Recensione di Jane la bruttina di M. C. Beaton

808 una nebbia fitta avvolge la città intera e penetra nella vita già tanto grigia e miserabile dei domestici di una delle tante dimore di proprietà del decimo Duca di Pelham. La sontuosa dimora al 67 Clarges Street non riusciva da anni più ad essere affittata perché ritenuta "iellata" a causa della morte del nono Duca di Pelham e di una serie di strani avvenimenti. Il maggiordomo Rainbird, il cuoco scozzese Angus MacGregor, la governante Mrs Middleton, le cameriere Jennie e Alice, il valletto Joseph e gli sguatteri Lizzie e Dave vivono in questa dimora da anni in assoluta povertà, contando sulle ricche mance dei possibili inquilini. E gli inquilini finalmente quell'anno giungono: Mrs e Mr Hart con le figlie Jane e Euphemia. Tanto scialba, piccola, bruna ma con maggior forza di carattere e dalla natura indomita, l'una; tanto bella, alta, bionda, ma altezzosa e persino a volte isterica, l'altra. Gli Hart arrivano a Londra proprio per la Stagione, quel periodo dell'anno da marzo a giugno, quando l'alta società inglese organizza feste da ballo e combina matrimoni tra i propri rampolli.

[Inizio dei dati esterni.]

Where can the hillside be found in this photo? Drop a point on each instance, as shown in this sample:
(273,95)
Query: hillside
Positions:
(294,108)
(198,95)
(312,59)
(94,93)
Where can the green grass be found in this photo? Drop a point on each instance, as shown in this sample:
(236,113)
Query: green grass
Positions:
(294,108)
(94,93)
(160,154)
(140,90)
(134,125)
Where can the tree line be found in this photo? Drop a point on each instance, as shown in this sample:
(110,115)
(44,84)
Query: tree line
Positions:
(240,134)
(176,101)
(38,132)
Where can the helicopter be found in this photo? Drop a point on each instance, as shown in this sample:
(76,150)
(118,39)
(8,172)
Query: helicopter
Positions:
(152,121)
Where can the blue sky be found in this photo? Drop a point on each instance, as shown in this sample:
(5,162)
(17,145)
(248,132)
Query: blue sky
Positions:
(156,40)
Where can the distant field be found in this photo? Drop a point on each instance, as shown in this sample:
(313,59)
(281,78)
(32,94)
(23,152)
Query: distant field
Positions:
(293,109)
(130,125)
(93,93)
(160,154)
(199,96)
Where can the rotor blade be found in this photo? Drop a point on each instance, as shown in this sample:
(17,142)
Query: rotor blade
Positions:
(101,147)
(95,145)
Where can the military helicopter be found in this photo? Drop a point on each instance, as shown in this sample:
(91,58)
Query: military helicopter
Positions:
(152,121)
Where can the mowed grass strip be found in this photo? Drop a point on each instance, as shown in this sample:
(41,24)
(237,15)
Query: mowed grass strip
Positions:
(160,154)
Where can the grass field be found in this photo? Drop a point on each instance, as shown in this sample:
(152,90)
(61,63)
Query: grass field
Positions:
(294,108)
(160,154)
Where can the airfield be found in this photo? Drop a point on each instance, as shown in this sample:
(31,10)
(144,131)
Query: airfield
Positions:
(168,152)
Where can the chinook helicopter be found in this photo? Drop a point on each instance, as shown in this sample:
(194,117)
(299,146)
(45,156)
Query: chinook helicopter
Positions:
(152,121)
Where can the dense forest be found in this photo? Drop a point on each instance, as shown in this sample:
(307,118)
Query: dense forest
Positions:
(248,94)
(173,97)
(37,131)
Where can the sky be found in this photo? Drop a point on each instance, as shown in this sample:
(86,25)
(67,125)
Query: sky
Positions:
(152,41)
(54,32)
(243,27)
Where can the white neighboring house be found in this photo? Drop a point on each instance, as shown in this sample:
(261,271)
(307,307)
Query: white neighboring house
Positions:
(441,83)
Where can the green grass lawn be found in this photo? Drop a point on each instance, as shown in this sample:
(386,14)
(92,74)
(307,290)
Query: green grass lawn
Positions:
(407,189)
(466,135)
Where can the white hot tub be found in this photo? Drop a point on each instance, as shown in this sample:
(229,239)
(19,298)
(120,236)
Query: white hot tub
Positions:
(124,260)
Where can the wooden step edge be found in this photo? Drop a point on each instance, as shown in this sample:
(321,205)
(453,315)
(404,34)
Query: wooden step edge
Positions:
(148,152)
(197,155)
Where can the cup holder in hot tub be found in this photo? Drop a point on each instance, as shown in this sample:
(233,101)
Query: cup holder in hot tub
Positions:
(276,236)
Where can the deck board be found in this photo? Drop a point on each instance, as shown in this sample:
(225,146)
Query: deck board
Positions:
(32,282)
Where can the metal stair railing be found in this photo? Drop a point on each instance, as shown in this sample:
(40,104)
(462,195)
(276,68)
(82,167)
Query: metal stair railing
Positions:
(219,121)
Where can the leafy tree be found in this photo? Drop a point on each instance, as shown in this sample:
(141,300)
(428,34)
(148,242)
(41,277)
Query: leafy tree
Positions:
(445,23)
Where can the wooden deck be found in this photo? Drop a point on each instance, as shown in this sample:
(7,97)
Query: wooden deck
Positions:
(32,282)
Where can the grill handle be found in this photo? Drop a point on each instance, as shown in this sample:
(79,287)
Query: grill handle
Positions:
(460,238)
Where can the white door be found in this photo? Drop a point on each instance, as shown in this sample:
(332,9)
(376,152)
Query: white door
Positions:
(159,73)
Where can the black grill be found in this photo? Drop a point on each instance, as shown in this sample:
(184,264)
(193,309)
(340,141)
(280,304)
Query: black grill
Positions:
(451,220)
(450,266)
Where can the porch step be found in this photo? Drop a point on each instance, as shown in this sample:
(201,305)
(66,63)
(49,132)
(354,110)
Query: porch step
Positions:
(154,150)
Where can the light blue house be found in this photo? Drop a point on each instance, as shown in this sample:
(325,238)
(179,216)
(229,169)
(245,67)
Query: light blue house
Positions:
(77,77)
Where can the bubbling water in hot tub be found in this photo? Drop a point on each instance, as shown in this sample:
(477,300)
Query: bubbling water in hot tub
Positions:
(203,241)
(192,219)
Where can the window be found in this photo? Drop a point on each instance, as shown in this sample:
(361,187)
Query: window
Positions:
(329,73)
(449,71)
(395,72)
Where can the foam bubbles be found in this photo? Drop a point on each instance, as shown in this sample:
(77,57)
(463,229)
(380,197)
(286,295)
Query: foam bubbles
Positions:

Il destino sembrerebbe lasciare Jane a casa sola, intenta a seguire le orme della misteriosa morte di un'ex inquilina del numero 67, Miss Clara Vere-Baxton, e portare invece Eufemia a flirtare e civettare con un marchese alle feste di ballo organizzate dal buon vicinato. Ma Jane Austen/Jane Eyre, e la miglior letteratura inglese di genere, "the novel of manners" ci insegna in tal senso, e Jane la bruttina, truccata e ben vestita, rivede in una rout, l'affascinante Sir Rupert Tregarthan, il suo primo e unico amore, adocchiato la prima volta durante un incontro di pugilato all'età di dieci anni. Sir Tregarth decide di darle una mano a risolvere lo strano caso di Miss Clara, perché questo lo diverte farlo, perché ha bisogno di qualcosa che lo distragga dalla noia della Stagione e, soprattutto, perché quella ragazza di provincia lo intriga.

Eufemia invece non riceverà mai quella tanto agognata richiesta di matrimonio da parte del marchese Berry. A sostenere Jane tutto lo staff, una vera e propria famiglia, del 67 Clarges Street.Tra di loro storie d' amore che finiscono bene, come quello tra la dolcissima Lisa, la sguattera, e il volubile Joseph, il valletto, o che hanno un finale dal retrogusto amaro come quella tra l'imperscrutabile maggiodomo, Mr. Rainbird e l'affascinante cameriera francese di Mrs. Hart, Felicita. Scritto in maniera brillante, l'ultimo romanzo della Beaton è una piacevolissima lettura in particolar modo per chi come me ama i romanzi inglesi di ambiente e di costume.

 

Approfondimento

"Jane la bruttina " è il secondo libro della serie che M. C. Beaton ha scritto e che ruota intorno allo staff del 67 Clarges Street e a un'altra Stagione, tutto avviene esattamente infatti un anno dopo gli eventi raccontati in "L'avaro di Mayfair". M. C. Beaton, vero nome Marion Chesney, è una scrittrice scozzese di bestseller, soprattutto nota per un centinaio di romanzi storici pubblicati con numerosi pseudonimi. Ha lavorato come libraia, è specializzata in narrativa e ha intrapreso anche a carriera di giornalista. Dopo alcuni anni trascorsi negli Stati Uniti Marion Chesney, di ritorno in Inghilterra, decise di dedicarsi ai gialli, inventandosi due personaggi diventati presto beniamini dei lettori che la seguono da anni, Hamish Macbeth e Agatha Raisin.